Evaluation will be done by checking how deep your understanding of the analysis is. Note that you need to use at least Logistic Regression to construct your machine learning models. After that, create a presentation slide containing end-to-end modeling analysis results along with business recommendations (maximum 10 pages).

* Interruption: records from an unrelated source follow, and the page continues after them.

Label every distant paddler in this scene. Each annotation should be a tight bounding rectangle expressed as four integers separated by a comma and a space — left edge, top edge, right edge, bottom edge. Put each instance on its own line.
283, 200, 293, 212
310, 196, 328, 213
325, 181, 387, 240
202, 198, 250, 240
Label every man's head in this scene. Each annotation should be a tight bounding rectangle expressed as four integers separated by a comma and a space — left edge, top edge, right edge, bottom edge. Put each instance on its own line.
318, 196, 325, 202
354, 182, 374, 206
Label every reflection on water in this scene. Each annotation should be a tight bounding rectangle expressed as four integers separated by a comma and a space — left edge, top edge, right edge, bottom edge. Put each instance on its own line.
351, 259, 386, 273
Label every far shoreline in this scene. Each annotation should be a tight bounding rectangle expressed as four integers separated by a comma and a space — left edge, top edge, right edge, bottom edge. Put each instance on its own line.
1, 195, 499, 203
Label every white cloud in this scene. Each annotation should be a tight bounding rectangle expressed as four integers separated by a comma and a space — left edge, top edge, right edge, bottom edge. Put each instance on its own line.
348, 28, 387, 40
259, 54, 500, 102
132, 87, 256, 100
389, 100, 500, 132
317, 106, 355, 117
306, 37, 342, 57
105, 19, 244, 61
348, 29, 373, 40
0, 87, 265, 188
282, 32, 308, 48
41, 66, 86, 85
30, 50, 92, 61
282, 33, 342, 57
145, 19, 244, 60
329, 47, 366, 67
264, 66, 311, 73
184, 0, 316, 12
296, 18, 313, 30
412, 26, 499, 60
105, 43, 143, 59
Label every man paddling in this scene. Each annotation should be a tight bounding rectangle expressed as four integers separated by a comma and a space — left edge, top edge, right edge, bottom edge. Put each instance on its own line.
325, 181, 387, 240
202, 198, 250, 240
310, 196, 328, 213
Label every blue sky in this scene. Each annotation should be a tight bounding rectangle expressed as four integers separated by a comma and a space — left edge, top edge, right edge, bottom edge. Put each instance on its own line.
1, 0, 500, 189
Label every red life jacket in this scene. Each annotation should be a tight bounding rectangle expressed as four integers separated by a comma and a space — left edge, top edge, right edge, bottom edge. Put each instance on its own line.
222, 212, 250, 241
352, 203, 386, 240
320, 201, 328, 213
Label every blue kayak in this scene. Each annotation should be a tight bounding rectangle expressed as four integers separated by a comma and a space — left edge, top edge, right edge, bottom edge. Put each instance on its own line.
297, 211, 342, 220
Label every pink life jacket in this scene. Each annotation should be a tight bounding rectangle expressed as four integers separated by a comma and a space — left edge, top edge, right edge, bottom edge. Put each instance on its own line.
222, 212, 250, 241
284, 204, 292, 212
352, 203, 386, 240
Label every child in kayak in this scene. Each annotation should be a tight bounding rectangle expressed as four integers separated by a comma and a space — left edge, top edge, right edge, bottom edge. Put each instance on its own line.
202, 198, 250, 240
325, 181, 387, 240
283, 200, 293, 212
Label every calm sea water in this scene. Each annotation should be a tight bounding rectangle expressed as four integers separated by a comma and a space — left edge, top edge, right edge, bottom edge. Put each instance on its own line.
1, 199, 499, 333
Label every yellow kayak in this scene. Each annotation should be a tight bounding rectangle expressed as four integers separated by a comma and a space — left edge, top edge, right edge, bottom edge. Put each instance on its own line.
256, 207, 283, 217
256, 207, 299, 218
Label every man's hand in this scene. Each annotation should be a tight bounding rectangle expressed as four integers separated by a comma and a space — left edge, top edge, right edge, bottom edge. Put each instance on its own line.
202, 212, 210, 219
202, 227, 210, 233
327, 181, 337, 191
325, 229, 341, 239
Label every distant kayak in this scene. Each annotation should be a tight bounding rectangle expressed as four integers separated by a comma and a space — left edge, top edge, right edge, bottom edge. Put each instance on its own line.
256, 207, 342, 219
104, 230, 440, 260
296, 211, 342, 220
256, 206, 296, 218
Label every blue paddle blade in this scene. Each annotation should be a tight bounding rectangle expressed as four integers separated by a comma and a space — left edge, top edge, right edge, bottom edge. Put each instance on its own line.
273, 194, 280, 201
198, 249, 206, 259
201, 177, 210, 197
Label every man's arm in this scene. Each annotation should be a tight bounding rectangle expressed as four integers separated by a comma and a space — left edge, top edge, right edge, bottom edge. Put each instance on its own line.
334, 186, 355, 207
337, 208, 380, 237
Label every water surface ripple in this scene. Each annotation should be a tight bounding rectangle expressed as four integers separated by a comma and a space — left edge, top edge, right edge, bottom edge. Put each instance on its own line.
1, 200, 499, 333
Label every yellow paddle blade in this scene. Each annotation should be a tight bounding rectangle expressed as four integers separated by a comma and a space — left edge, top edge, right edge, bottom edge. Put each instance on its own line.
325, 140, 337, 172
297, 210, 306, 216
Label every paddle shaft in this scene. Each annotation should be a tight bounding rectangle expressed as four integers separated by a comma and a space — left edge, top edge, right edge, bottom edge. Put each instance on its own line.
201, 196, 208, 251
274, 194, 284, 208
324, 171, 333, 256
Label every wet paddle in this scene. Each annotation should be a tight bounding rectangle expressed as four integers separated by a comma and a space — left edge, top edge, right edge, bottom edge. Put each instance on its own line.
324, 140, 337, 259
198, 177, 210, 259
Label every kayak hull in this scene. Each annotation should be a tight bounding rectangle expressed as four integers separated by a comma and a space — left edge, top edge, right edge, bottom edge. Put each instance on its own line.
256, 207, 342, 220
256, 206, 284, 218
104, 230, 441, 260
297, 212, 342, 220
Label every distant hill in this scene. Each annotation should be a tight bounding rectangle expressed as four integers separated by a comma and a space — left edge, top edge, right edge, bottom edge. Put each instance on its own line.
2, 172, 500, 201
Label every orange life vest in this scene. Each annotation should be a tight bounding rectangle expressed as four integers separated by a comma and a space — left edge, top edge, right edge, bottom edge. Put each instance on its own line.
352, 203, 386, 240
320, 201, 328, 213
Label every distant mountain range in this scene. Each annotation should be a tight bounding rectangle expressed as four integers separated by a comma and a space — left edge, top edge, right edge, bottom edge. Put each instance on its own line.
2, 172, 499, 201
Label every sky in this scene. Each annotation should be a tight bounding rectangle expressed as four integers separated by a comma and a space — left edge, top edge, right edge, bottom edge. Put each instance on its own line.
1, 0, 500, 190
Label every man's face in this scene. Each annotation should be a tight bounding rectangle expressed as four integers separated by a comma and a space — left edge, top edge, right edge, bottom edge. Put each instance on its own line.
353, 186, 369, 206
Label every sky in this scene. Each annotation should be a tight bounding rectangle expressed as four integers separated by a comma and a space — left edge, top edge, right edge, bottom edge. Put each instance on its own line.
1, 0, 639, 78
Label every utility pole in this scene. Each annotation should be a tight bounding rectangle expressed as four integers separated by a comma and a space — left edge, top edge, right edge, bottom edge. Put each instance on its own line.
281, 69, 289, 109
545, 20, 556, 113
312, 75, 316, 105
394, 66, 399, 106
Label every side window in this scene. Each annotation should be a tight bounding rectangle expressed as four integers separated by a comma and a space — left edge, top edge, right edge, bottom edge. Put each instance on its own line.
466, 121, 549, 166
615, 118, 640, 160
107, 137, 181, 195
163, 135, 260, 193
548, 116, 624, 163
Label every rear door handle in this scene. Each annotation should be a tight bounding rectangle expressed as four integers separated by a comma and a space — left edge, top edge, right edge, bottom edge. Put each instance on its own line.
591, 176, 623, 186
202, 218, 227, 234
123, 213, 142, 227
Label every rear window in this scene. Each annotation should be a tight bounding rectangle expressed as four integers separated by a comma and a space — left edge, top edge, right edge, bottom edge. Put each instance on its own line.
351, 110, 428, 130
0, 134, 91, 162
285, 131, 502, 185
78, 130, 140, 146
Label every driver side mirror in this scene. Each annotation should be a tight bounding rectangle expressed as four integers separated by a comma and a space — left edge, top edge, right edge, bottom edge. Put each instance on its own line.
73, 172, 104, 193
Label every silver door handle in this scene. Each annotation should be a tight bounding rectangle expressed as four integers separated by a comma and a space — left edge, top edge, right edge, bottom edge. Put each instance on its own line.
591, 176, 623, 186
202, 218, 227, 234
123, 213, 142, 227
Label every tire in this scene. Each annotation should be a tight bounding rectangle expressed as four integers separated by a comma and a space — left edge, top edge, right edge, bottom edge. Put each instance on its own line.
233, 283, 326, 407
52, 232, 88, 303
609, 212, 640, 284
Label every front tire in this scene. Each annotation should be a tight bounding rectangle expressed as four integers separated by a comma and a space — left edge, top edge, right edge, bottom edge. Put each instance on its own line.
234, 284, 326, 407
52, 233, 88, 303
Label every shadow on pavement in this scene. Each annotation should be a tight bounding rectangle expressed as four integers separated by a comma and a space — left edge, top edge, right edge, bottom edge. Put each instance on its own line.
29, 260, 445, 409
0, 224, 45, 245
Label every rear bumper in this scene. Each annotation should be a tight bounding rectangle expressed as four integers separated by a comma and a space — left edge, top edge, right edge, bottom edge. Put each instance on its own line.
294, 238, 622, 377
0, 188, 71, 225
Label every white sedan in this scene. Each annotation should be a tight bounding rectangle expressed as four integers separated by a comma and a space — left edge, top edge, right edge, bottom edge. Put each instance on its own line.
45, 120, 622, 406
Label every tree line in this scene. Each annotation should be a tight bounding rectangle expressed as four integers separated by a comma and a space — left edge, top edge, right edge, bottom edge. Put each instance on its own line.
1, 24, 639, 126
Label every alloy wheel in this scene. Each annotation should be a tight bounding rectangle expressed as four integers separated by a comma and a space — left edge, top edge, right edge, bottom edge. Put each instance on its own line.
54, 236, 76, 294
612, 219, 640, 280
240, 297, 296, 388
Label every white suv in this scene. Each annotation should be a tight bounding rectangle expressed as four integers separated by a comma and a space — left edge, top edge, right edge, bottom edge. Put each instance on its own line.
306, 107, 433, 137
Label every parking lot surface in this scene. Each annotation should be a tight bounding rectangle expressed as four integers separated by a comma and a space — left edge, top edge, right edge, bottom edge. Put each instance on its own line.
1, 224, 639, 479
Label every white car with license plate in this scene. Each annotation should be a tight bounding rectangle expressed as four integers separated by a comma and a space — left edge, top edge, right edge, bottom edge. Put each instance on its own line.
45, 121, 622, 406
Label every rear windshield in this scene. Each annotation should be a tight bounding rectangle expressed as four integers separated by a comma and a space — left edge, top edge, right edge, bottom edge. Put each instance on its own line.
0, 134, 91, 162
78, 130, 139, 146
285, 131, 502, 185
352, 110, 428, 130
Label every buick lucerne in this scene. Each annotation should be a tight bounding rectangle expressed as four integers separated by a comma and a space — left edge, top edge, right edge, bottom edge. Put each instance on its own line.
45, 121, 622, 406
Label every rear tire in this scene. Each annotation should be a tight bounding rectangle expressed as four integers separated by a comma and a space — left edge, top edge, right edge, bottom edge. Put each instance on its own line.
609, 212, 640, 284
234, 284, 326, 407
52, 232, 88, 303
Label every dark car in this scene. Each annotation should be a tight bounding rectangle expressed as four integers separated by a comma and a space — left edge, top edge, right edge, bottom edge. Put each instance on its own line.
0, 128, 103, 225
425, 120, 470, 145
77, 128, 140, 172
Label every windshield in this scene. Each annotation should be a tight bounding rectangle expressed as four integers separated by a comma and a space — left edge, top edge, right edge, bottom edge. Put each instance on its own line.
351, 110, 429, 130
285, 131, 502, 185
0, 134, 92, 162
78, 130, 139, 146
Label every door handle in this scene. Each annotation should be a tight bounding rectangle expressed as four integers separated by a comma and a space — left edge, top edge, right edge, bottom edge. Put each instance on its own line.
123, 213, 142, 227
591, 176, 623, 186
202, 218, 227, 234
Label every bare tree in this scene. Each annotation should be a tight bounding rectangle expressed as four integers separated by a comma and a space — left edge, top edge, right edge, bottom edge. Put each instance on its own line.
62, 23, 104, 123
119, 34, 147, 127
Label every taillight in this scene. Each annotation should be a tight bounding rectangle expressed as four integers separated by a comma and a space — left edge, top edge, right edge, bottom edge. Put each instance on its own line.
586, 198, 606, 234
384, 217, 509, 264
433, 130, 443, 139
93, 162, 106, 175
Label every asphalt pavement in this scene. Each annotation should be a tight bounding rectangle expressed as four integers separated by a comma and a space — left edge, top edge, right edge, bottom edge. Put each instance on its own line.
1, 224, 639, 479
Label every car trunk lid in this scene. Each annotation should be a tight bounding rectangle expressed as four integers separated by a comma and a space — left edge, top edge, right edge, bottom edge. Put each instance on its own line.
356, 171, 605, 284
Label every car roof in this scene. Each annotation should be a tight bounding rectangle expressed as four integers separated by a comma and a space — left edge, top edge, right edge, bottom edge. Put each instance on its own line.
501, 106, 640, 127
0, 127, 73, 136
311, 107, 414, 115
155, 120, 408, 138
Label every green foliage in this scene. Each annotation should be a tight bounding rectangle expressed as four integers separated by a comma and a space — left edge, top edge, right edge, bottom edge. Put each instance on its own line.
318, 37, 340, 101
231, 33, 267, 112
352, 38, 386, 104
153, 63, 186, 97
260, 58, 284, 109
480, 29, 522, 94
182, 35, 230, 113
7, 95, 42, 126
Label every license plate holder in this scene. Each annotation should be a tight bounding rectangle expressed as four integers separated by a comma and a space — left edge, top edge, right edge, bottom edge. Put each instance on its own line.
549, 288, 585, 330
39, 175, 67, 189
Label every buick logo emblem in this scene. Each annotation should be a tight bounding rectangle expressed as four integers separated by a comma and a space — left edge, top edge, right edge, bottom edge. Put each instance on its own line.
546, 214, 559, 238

Home Credit Indonesia's internal database
- application_test.csv
- application_train.csv
- bureau.csv
- bureau_balance.csv
- credit_card_balance.csv
- HomeCredit_columns_description.csv
- installments_payments.csv
- POS_CASH_balance.csv
- previous_application.csv
- sample_submission.csv
Target Variable Description:
- Target variable = 0 → Rejected for a loan → Defaulter
- Target variable = 1 → Accepted for a loan → Non-Defaulter
- Programming language: Python.
- Data Tool: Jupyter Notebook.
- Reporting Tool: Microsoft PowerPoint.
- Problem Formulation
- Data Collecting
- Data Understanding
- Data preprocessing
- Exploratory Data Analysis (EDA) and Data Visualization
- Model Selection and Building
- Scorecard Development
-
The application_train.csv (307511 rows and 122 columns) and application_test.csv (48744 rows and 121 columns) contain numerous missing values and outliers, which have been handled using the WOE binning technique.
-
No duplicate values are present in the dataset.
-
Additional features, including age, annuity income ratio, and loan duration, have been created.
-
The target variables consist of 91.9% non-defaulters (accepted) and 8.1% defaulters (rejected).
-
Feature selection has been performed using Weight of Evidence (WOE) and Information Value (IV).
-
Logistic regression was employed in a machine learning model, yielding the following metrics: threshold ≈ 0.23, accuracy ≈ 0.90, precision ≈ 0.93, recall ≈ 0.96, F1 ≈ 0.94, AUROC ≈ 0.74, Gini ≈ 0.48, and AUCPR ≈ 0.97. These metrics exhibit strong performance in credit risk modeling.
-
Consequently, the company is expected to save around 30,000,000,000 IDR while incurring a loss of approximately 100,000,000 IDR.
-
The high or low percentages of True Positive/Negative and False Positive/Negative depend on the metrics of the machine learning model mentioned above.
-
Furthermore, we can enhance them further by incorporating features with higher information value (IV). Several CSV files encompassing such features possess significant IV potential, yet I was unable to merge them into the application_train.csv and application_test.csv datasets. These files comprise:
- bureau.csv
- bureau_balance.csv
- credit_card_balance.csv
- installments_payments.csv
- POS_CASH_balance.csv
- previous_application.csv
that contain features with higher potential IV but couldn't be merged into application_train.csv and application_test.csv. This limitation is due to the current laptop (4GB RAM) experiencing crashes when attempting to merge these files.
-
It is hoped that in the future, a more advanced laptop/computer can be acquired to successfully merge these files.